Mais ces passages humoristiques sont l'illustration de ce que l'évolution entraîne. On sourit (sans mauvais jeu de mots) lorsque les habitants de la communauté sont confrontés au mystère du blé qui disparaît, mais l'élucidation de l'énigme montre une effroyable réalité cause de cette évolution. On trouve amusante la façon de Golluk de râler après l'évolution, de dire que "c'était mieux avant", mais l'attitude de Golluk est compréhensible: il pense que les choses sont bien comme ça, pourquoi les changer? Cet humour cache donc une certaine gravité. A un moment, Cando regarde ce qu'a fait le changement. Il en voit les côtés négatifs et les côtés positifs. Il se demande alors si le changement est positif ou négatif. Il en arrive à la conclusion que certaines choses sont bénéfiques et d'autres non. C'est le propre de beaucoup de situation. Le lecteur pressent tout cela, mais le fait que Cando y réfléchisse remet les choses en place.

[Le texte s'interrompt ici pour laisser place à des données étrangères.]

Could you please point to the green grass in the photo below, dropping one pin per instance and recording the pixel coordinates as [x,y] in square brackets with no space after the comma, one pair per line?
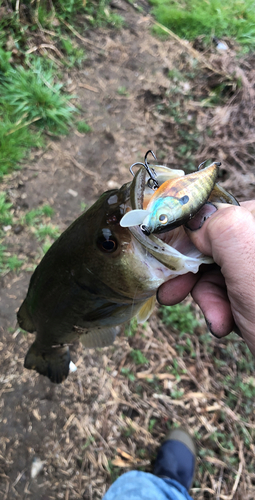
[190,19]
[5,214]
[35,221]
[32,98]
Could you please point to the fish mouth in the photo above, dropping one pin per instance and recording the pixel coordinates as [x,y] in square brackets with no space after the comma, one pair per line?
[172,248]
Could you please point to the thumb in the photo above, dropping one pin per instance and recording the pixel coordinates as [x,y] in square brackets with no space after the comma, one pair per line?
[224,232]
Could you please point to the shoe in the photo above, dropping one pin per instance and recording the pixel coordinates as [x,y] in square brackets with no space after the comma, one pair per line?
[176,458]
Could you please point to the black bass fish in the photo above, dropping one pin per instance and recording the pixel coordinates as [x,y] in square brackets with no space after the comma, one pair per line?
[98,274]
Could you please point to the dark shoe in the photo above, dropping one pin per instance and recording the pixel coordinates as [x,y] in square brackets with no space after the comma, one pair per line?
[177,458]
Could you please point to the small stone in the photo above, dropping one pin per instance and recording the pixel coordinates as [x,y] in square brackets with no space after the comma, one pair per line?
[72,193]
[72,367]
[37,467]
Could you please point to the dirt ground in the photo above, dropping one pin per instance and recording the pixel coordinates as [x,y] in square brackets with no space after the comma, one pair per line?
[95,425]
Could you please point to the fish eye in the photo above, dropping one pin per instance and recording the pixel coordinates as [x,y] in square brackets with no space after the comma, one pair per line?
[106,242]
[163,218]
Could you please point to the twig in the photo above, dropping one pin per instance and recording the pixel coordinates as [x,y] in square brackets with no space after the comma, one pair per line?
[45,46]
[85,40]
[193,51]
[88,87]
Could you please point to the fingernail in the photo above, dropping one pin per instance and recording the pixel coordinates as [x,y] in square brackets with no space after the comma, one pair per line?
[237,330]
[209,326]
[201,216]
[160,303]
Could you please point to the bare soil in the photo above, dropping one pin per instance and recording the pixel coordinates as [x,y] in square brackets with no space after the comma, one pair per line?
[98,423]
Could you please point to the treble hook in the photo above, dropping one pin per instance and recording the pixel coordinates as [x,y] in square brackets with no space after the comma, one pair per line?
[152,182]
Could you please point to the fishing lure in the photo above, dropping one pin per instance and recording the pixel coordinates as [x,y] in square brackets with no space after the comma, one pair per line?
[174,202]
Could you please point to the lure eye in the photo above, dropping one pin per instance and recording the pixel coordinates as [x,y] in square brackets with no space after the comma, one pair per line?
[163,218]
[106,242]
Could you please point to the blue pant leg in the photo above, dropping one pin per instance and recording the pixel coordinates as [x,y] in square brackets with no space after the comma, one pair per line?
[138,485]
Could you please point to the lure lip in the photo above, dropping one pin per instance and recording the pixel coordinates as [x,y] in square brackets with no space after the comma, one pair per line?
[145,229]
[147,218]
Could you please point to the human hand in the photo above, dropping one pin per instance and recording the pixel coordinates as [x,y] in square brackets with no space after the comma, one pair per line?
[225,292]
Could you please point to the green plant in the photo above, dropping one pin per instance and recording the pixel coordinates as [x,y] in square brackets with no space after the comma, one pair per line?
[5,214]
[138,357]
[33,97]
[8,262]
[190,19]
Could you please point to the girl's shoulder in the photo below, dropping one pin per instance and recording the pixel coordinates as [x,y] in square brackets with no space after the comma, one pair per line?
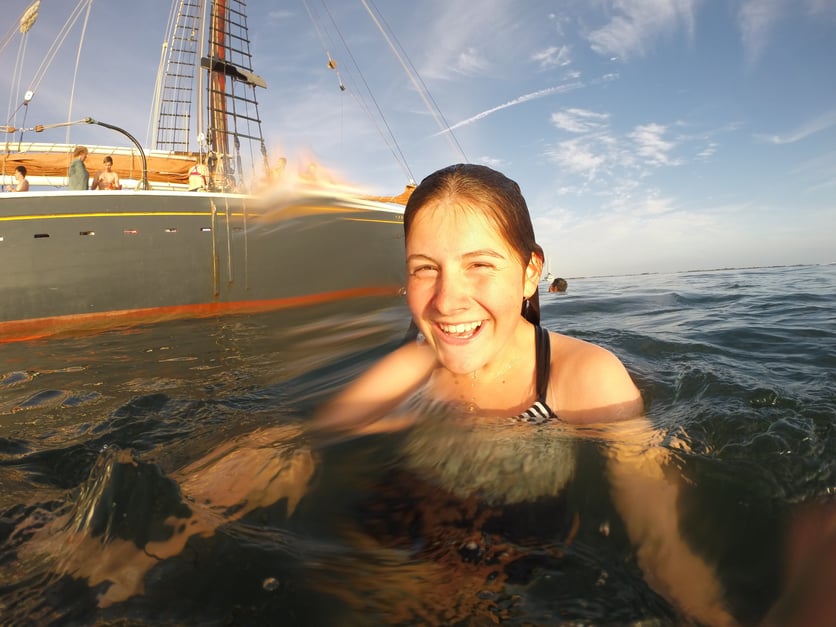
[588,383]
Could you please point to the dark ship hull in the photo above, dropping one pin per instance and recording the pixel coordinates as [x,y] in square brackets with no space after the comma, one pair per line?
[96,260]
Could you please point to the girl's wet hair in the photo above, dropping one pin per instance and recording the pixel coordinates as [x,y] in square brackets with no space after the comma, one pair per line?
[499,198]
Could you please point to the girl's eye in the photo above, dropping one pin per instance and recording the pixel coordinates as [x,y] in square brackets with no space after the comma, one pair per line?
[481,265]
[423,272]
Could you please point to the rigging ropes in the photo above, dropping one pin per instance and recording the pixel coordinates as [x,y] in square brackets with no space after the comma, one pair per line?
[410,70]
[388,137]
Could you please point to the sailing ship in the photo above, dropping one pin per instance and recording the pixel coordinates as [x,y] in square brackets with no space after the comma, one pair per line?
[98,259]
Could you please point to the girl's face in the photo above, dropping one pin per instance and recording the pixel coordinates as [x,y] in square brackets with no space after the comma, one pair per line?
[465,286]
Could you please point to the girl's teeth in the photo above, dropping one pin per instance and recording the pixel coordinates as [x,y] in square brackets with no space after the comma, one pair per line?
[461,328]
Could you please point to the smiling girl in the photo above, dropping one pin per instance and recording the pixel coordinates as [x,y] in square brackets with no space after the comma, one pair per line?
[473,267]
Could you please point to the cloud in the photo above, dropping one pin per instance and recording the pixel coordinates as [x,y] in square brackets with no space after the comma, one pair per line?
[553,57]
[579,120]
[757,19]
[457,33]
[638,23]
[651,145]
[579,156]
[811,127]
[516,101]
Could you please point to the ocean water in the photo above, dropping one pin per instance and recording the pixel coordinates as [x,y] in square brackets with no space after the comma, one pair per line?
[110,444]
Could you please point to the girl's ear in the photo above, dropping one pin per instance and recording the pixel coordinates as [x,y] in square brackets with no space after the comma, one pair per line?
[533,272]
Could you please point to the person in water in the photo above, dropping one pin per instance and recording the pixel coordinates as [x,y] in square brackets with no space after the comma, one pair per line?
[473,267]
[78,177]
[107,178]
[481,359]
[558,285]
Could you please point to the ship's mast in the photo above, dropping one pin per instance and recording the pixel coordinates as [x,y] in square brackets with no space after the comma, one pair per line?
[207,52]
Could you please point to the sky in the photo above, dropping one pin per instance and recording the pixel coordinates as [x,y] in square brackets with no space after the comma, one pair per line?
[646,135]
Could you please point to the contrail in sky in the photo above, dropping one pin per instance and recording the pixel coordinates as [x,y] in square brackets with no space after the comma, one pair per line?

Les attitudes décrites sont terriblement modernes. Certains sont pour le changement, d'autres sont pour rester comme avant, d'autres veulent le pouvoir, il y a des guerres de religion, à vouloir maîtriser la nature, on se fait rappeler à l'ordre par cette même nature.

J'ai été un peu déçue par quelque chose à la fin. Les choses évoluent, et la communauté de Cando ne va pas forcément vers le positif. L'un des personnages est désabusé, désappointé. J'aurais aimé que ce personnage partît avec Cando. J'aurais trouvé cela logique. Pourquoi Cando ne le lui a-t-il pas proposé?

C'est un livre agréable à lire, même si on s'ennuie un peu à certains moments. Il fais rire, fait réfléchir. Les personnages sont attachants, même si certains sont un peu caricaturaux: le conservateur, le progressiste, celui qui veut le pouvoir... Malgré ces clichés, le contraste entre Ménil et Golluk est intéressant.

La version audio que j'ai entendue a été enregistrée par Jean-Louis Feuz pour la Bibliothèque Braille Romande.